The logger should be watching for any change in cuttings or mud-conveyed hydrocarbon fluids that indicate contamination. Mud additives such as weighting agents and lost-circulation material are not considered contaminants, but must be monitored because some of these interfere with analytical observations and descriptions or give interfering instrument responses. Some base mud fluids, particularly some of the synthetic fluids, create challenges for the mud logger, as do some chemical additives (e.g., some sulfate or sulfonate wetting agents may give a false positive H2S indication).
Samples of the drill cuttings are taken at the shale shaker. Wellsite geologists or engineers should specify the appropriate procedure for collecting samples, which may be done by the mud logger or the mud logger’s sample catcher. Cuttings have a relatively short residence time on the shaker screen. Sampling protocol should include taking a composite sample with portions from different areas of the screen, combined with cuttings that have been retained on a “cuttings board.” A cuttings board is a wooden board, steel angle iron, or other such device that is hung just below the base of the shaker screens to catch cuttings as they fall off the edge of the screen. Immediately after samples are collected, the screen and catch board should be washed down with clean drilling mud base fluid. The logger should mix this composite sample and take divided portions for cleaning, interpretation, and bagging. The wellsite planner should specify the sampling frequency (typically a composite over 10-, 30-, or 90-ft intervals or on a timed basis).
Gas sampling is traditionally done with a mechanical degasser, generically called a “gas trap. Typically placed in the shaker box, the trap pulls in drilling mud through the centrifugal action of the stirrer. The mechanical action of the stirrer, combined with a slight vacuum pulled in the trap head space, allows the gas to partition between the liquid and gas phase. The head-space gas is pulled by vacuum through tubing, into the logging unit, and on through the gas analysis manifold.
Alternative methods for sampling gas may be accomplished by continuously operating controlled-volume mechanical or thermomechanical slip-stream gas extractors and membrane-type extractors. The mud logger may place the sampling point for these gas extraction devices at the bell nipple, the mud return line, or in the shaker box. Other methods require taking discrete samples, followed by thermal extraction techniques [such as the steam still, where samples of the whole mud are collected and portions heated in a steam-distillation apparatus and microwave heating methods.
The gas manifold may include provisions for a portion of the gas stream to be pumped into sample containers, either laminated gas bags or stainless steel tubes. [Personal communication with D. Coleman, Iso-Tech Laboratories, Champaign, Illinois (2002)] . These gas samples are then shipped from the rig for laboratory analyses.
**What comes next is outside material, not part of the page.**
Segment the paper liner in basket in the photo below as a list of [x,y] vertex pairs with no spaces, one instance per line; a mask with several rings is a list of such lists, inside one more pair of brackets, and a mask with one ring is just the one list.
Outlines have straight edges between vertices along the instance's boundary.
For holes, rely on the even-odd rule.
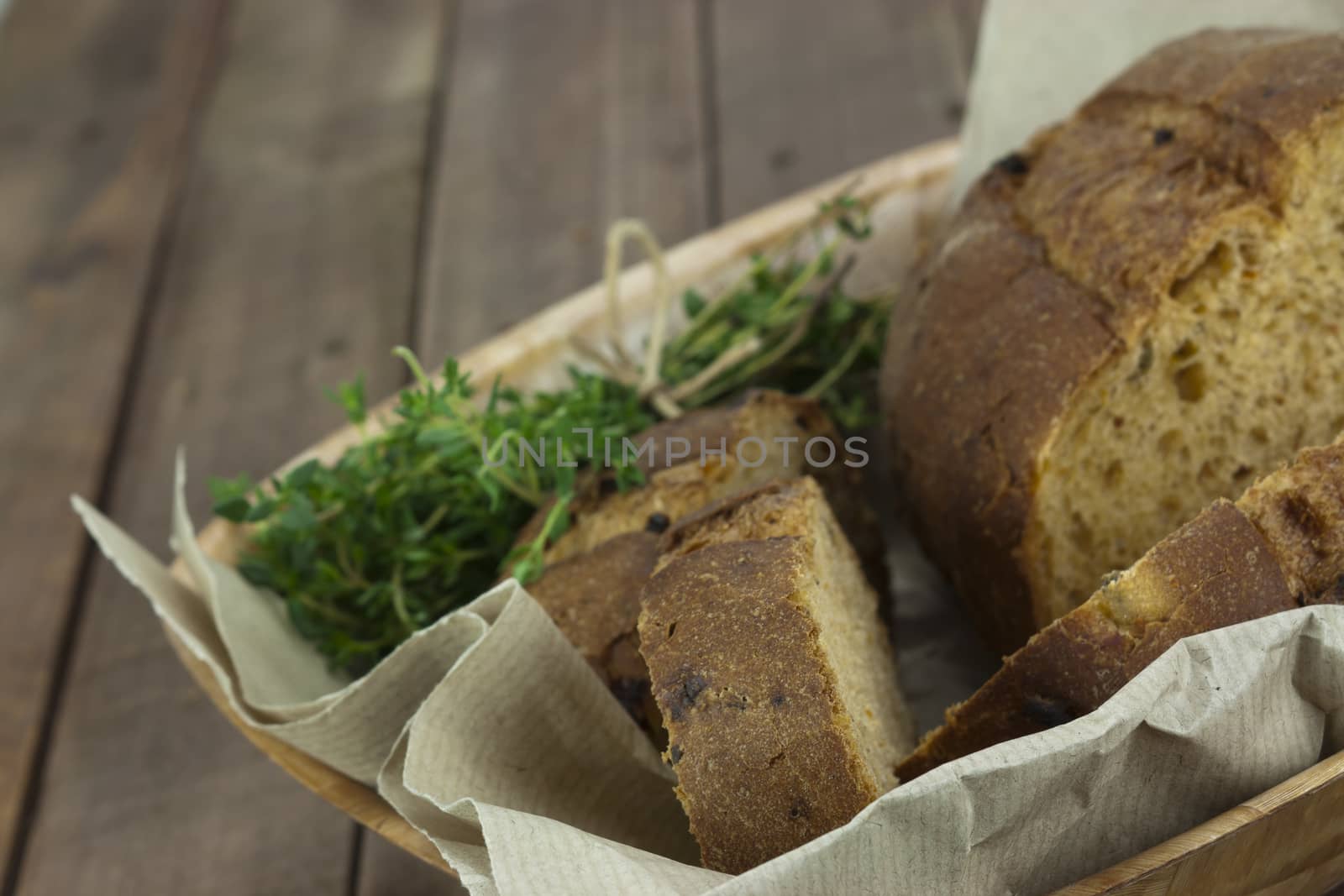
[[[519,629],[528,627],[520,618]],[[448,759],[423,766],[435,732],[464,709],[448,686],[417,713],[379,790],[474,895],[1044,893],[1344,747],[1341,670],[1344,607],[1188,638],[1097,712],[937,768],[844,827],[738,877],[590,833],[620,833],[624,819],[593,799],[587,775],[563,774],[570,762],[591,763],[566,754],[566,740],[578,743],[566,731],[578,719],[552,715],[538,731],[559,736],[539,744],[551,750],[536,759],[559,774],[531,807],[516,782],[497,785],[513,802],[505,809],[464,790]],[[507,768],[496,776],[508,776]]]
[[73,502],[102,552],[210,668],[241,719],[351,778],[372,783],[406,720],[454,660],[485,634],[488,622],[477,606],[488,606],[499,592],[517,586],[505,583],[415,633],[352,682],[328,669],[290,625],[280,600],[200,549],[184,489],[185,463],[179,454],[171,541],[195,588],[175,579],[157,557],[82,498]]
There are new mass-spectrometer-based techniques that may not require a bulk extraction of the gas from the mud for analysis.
Once gas is extracted from the drilling fluid, various analytical techniques determine properties of the gas at the rig site. The basic measurements include a determination of the “total” gas concentration and the composition and concentrations of the constituent components.
Maintaining data quality
Many different data are available, obtained through technologies that range from tried-and-true classical “wet chemistry” techniques through high-tech sensors that use procedures established after countless years of thoughtful research, development, and field testing. Even the best planned operations may, from time to time, provide data of poor quality or even totally miss data from important geologic intervals. Proper planning of surface data logging operations should include provisions for “whole-system” qualification before starting the operation, as well as a plan for the occasional quality audit. Details will vary widely depending on the location of the operations, availability of staff, project magnitude, and economics. An appropriate quality assurance program may be as simple as receiving a weekly e-mail or fax with GC calibration information or as intensive as scheduling rig-site audits, depending on the exact circumstances and well logging objectives.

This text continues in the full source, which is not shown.